Annual difference over the 10-year period to December 2011 between the return on the benchmark and what the investor would have received after charges

Annualised fund return (income reinvested) (%)Annualised Benchmark return (income reinvested) (%)Annual difference (%)Average TER (%)
FTSE 100 trackers 10 years3.274.2-0.890.84
FTSE All-Share trackers 10 years3.874.69-0.790.8
Active funds 10 years4.044.69-0.631.56

Source: IMA

"While transaction costs can only be implied from this data, there is nothing to suggest that they are significantly hampering fund performance," says the IMA.
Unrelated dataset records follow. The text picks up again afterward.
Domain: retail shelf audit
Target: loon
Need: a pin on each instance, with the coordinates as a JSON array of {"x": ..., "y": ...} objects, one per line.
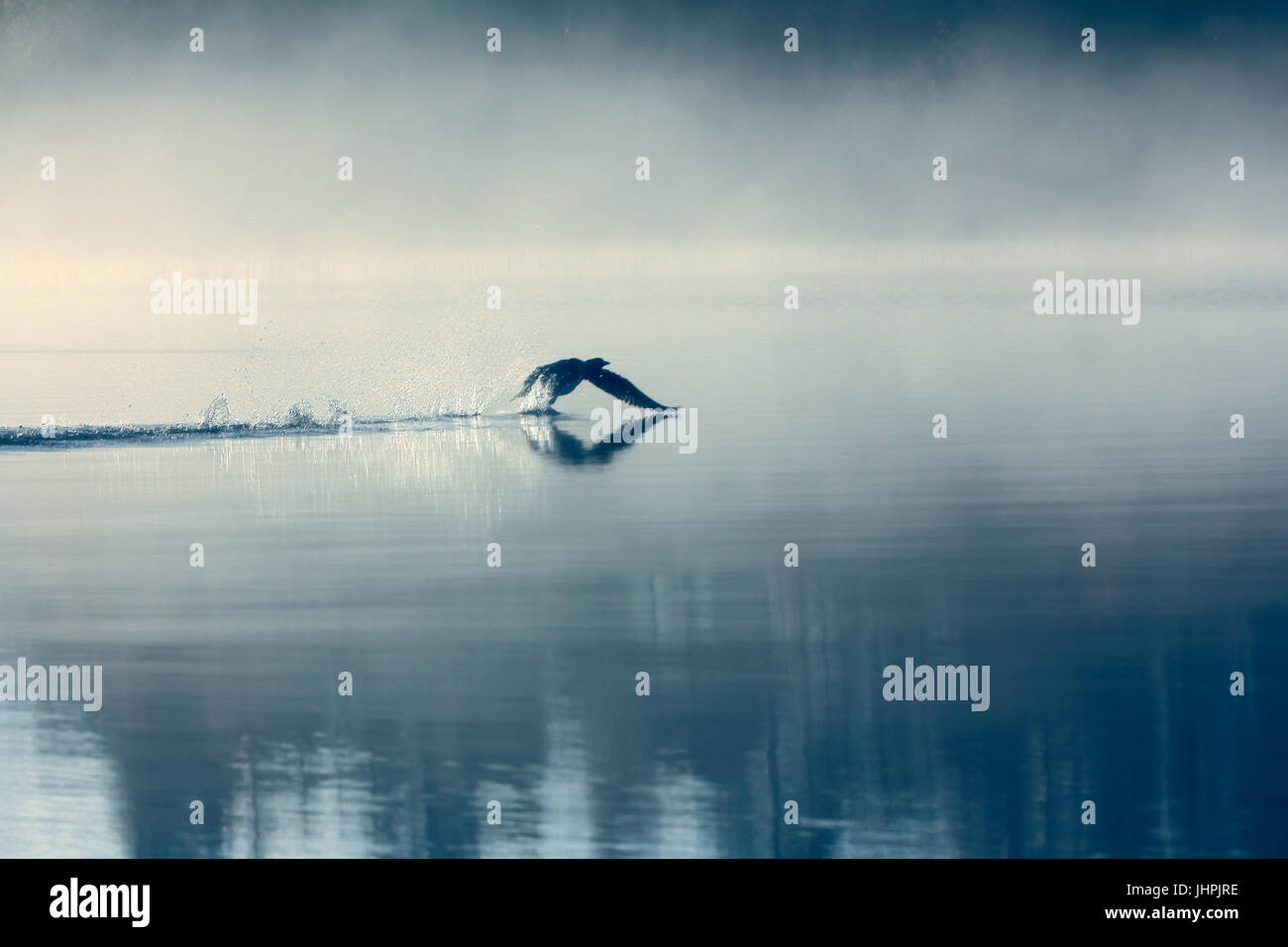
[{"x": 559, "y": 377}]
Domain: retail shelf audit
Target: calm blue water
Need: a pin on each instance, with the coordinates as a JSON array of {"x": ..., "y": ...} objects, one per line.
[{"x": 516, "y": 684}]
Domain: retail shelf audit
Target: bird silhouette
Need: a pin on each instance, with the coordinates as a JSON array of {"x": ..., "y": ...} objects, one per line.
[{"x": 554, "y": 380}]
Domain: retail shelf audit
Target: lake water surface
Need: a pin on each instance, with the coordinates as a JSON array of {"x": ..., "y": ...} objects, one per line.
[{"x": 518, "y": 684}]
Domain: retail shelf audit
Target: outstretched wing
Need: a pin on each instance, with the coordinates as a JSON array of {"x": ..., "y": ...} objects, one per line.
[{"x": 619, "y": 388}]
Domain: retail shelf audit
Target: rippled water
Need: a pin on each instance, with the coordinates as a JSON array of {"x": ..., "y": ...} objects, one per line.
[{"x": 368, "y": 554}]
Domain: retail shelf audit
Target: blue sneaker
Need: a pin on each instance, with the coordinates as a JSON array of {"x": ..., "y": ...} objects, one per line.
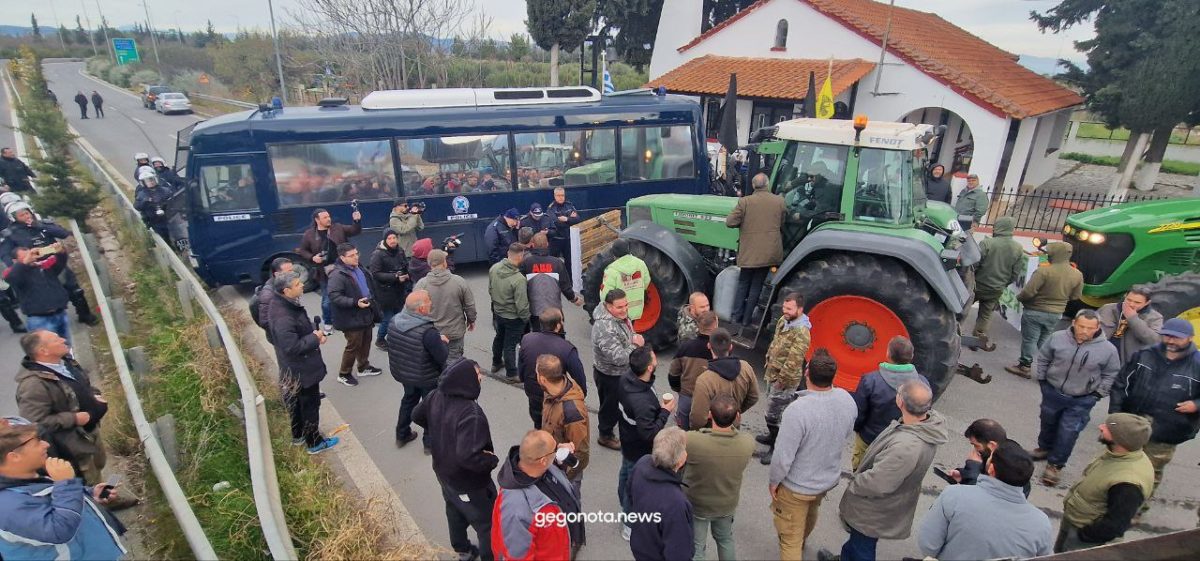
[{"x": 323, "y": 446}]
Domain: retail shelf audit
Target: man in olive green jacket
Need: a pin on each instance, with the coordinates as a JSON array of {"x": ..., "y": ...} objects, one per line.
[
  {"x": 510, "y": 309},
  {"x": 1044, "y": 299},
  {"x": 972, "y": 200},
  {"x": 1002, "y": 261}
]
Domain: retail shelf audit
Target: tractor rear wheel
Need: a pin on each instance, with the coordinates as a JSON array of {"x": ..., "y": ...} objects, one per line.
[
  {"x": 665, "y": 295},
  {"x": 858, "y": 302},
  {"x": 1177, "y": 296}
]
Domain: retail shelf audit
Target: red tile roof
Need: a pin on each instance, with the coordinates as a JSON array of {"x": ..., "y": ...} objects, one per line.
[
  {"x": 969, "y": 65},
  {"x": 771, "y": 78}
]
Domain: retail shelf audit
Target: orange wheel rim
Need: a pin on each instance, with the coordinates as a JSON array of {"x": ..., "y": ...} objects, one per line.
[
  {"x": 652, "y": 308},
  {"x": 855, "y": 330}
]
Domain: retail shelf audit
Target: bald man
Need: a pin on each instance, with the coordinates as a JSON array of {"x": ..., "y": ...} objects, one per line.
[{"x": 535, "y": 499}]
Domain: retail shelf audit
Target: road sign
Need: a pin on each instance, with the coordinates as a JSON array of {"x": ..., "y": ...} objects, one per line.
[{"x": 126, "y": 50}]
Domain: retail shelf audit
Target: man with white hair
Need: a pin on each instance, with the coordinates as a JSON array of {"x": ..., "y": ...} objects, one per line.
[
  {"x": 655, "y": 492},
  {"x": 881, "y": 499}
]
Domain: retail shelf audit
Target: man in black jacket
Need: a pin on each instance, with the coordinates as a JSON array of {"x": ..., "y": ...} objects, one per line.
[
  {"x": 463, "y": 456},
  {"x": 641, "y": 417},
  {"x": 546, "y": 279},
  {"x": 301, "y": 367},
  {"x": 28, "y": 230},
  {"x": 1163, "y": 382},
  {"x": 42, "y": 297},
  {"x": 547, "y": 342},
  {"x": 417, "y": 355},
  {"x": 15, "y": 172},
  {"x": 389, "y": 267},
  {"x": 352, "y": 295}
]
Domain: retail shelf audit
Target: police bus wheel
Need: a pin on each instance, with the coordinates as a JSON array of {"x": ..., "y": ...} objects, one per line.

But Nick Blake, head of retail tracker fund provider Vanguard, begs to differ. He says discussions around average performance can be unhelpful as investors rarely experience the average. "The one discernible investing factor known at the outset is that costs matter. Simple arithmetic demonstrates that an investor paying a total cost to invest of 2 per cent will have lost 40 per cent of their portfolio return over 25 years. Traditional investment marketing suggests this price is worth paying for the outperformance earned. Looking at the actual data confirms this isn't the case," says Mr Blake.

Adrian Lowcock, senior investment adviser at Bestinvest, agrees: "Charges do have an impact on performance. And, until investors understand what is being charged, they can't decide if a fund is good value for money."